Experimental treatment
Treatment using ribavirin has not proven to be effective in a retrospective study. The use of high doses of the drug led to a documented decrease in hemoglobin in 59% of patients, hemolysis was recorded among 36% of patients, hepatotoxic, cardiotoxic effects were noted. The combination with lopinavir / ritonavir reduced the frequency of intubation, as well as overall mortality to 2.3%.
Lopinavir, boosted with ritonavir, is a drug for the treatment of HIV infection. Treatment with the introduction of this drug for SARS showed a decrease in the viral load of the coronavirus, allowed to reduce the dose of methylprednisolone. Interferon alfakon-1 also had an inhibitory effect on the pathogen, but the study was conducted on only 9 patients, was accompanied by corticosteroids and was not controlled.
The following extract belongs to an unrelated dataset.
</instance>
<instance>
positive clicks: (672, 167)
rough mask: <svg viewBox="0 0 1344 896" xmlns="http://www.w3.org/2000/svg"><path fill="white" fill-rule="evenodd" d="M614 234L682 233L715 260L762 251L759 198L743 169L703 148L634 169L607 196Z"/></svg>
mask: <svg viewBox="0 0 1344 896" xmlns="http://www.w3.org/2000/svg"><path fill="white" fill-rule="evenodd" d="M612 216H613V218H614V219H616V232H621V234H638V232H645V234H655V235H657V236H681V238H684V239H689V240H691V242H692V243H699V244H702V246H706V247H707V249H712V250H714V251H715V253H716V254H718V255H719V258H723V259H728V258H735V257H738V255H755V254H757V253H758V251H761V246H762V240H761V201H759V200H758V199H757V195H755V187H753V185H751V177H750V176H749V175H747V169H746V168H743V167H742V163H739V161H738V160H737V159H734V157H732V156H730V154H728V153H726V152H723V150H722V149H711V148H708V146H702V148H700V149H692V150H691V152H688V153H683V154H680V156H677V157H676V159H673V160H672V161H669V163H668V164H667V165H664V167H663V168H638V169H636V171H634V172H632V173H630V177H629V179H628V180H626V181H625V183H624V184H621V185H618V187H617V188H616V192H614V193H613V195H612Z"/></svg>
Treatment with passive immunization using plasma of recovered patients was used on a small number of patients, but had the effect of significantly reducing mortality compared to placebo or lack of therapy. The best results were obtained in the group of infected SARS, who were injected with plasma no later than the 14th day of the disease. The concept of human monoclonal antibodies was also proposed.
Prognosis and prevention
The prognosis with timely detection, absence of somatic decompensated pathology is favorable. The mortality rate of SARS is about 4%, varies from 0 to 40% depending on the initial condition of the patient. A specific prevention (vaccine) is under development. Non–specific measures: the use of masks by the sick, frequent hand washing with soap, cough etiquette, strict compliance with sanitary standards in medical institutions.